The lifecycle mirrors the other async tools (see Tools on Deep Origin):

  1. Create a Patent job from a local .pdf.
  2. Estimate the cost with start(quote=True) and inspect estimate.
  3. confirm() the quoted execution to run it.
  4. Track progress with watch(), or block with wait().
  5. Read the extracted structures with get_results().

The PDF is validated on construction (it must exist and end in .pdf) and is uploaded to Deep Origin storage automatically on start().

Extracting structures

from deeporigin.drug_discovery import Patent

# Point at a local PDF; the file is validated immediately.
patent = Patent(pdf="path/to/patent.pdf")

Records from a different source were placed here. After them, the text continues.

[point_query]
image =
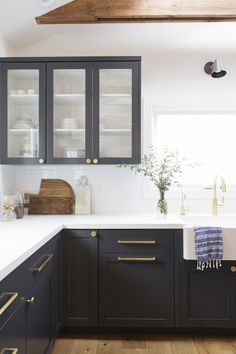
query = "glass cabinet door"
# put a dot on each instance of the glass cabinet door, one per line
(116, 113)
(69, 112)
(23, 113)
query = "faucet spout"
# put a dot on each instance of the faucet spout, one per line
(215, 203)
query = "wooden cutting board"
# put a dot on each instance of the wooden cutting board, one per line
(56, 197)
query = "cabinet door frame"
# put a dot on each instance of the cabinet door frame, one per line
(108, 320)
(88, 111)
(136, 111)
(4, 112)
(185, 269)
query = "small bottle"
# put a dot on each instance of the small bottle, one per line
(19, 203)
(83, 197)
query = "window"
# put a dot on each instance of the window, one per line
(208, 139)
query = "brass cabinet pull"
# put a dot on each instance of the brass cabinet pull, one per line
(126, 242)
(143, 259)
(43, 265)
(12, 298)
(31, 301)
(11, 350)
(233, 269)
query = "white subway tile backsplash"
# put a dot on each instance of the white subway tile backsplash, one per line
(114, 190)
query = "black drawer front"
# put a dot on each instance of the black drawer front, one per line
(39, 264)
(136, 241)
(12, 292)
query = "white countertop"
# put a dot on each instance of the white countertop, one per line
(19, 239)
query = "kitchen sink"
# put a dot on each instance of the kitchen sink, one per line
(228, 224)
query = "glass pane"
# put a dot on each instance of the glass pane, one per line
(23, 113)
(115, 138)
(69, 113)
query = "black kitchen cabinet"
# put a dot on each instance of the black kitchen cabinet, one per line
(12, 334)
(206, 298)
(39, 316)
(70, 110)
(137, 290)
(23, 111)
(30, 301)
(136, 277)
(80, 278)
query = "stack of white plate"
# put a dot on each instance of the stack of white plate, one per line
(69, 123)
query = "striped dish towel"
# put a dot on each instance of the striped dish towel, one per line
(208, 247)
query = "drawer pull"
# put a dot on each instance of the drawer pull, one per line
(126, 242)
(43, 265)
(93, 234)
(31, 301)
(12, 298)
(9, 350)
(233, 269)
(142, 259)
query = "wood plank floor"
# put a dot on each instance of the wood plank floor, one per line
(151, 344)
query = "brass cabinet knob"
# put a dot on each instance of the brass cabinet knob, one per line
(94, 234)
(31, 301)
(9, 350)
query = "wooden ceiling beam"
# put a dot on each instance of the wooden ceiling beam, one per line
(129, 11)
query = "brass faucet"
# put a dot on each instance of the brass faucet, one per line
(184, 207)
(215, 203)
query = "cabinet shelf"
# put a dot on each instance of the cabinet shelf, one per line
(115, 131)
(115, 99)
(59, 131)
(23, 131)
(72, 99)
(24, 99)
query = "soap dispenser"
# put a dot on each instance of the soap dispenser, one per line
(83, 197)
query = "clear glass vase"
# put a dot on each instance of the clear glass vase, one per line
(162, 206)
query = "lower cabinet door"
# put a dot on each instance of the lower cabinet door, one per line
(80, 278)
(137, 290)
(39, 317)
(206, 298)
(12, 334)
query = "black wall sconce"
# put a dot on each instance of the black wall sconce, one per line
(214, 69)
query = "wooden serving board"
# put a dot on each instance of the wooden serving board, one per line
(56, 197)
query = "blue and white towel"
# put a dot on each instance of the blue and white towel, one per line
(208, 247)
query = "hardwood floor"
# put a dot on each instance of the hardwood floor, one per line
(153, 344)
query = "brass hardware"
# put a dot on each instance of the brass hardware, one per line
(13, 296)
(93, 234)
(126, 242)
(233, 269)
(43, 265)
(215, 203)
(31, 301)
(143, 259)
(7, 350)
(184, 207)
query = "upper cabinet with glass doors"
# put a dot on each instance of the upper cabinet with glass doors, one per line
(23, 112)
(90, 108)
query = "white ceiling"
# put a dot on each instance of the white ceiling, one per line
(18, 27)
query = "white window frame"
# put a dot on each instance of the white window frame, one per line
(153, 106)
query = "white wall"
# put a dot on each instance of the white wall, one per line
(173, 57)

# Upload and quote without running.
patent.start(quote=True)
patent.estimate  # estimated cost

# Confirm to run, then wait for completion.
patent.confirm()
patent.wait()

# One row per extracted molecule.
df = patent.get_results()
df.head()

In a notebook, replace patent.wait() with await patent.watch() to render a live progress card. When executing a notebook headlessly (for example with nbconvert), set JOB_WATCH_BLOCK=1 or call await patent.watch(blocking=True) so the cell blocks until the job finishes.

Results

get_results() returns a pandas.DataFrame with one row per extracted molecule, or None until the job has succeeded. The main columns are:

Column Description
smiles The predicted chemical structure
name IUPAC name, when available
page The PDF page the molecule was found on
confidence Model confidence for the prediction
type Structure type flag
record_id Identifier for the extracted structure record
source Provenance of the extracted structure

Existing executions

Every execution has an ID. Reconstruct a Patent object from that ID in a later session and re-fetch its results without re-running the extraction:

patent = Patent.from_id("<executionId>")
df = patent.get_results()

If you already have the execution payload from client.executions.get, use Patent.from_dto(dto) instead. You can also list previous runs and resume the most recent one with Patent.list() and Patent.from_last_run().

See the API reference for the full signature.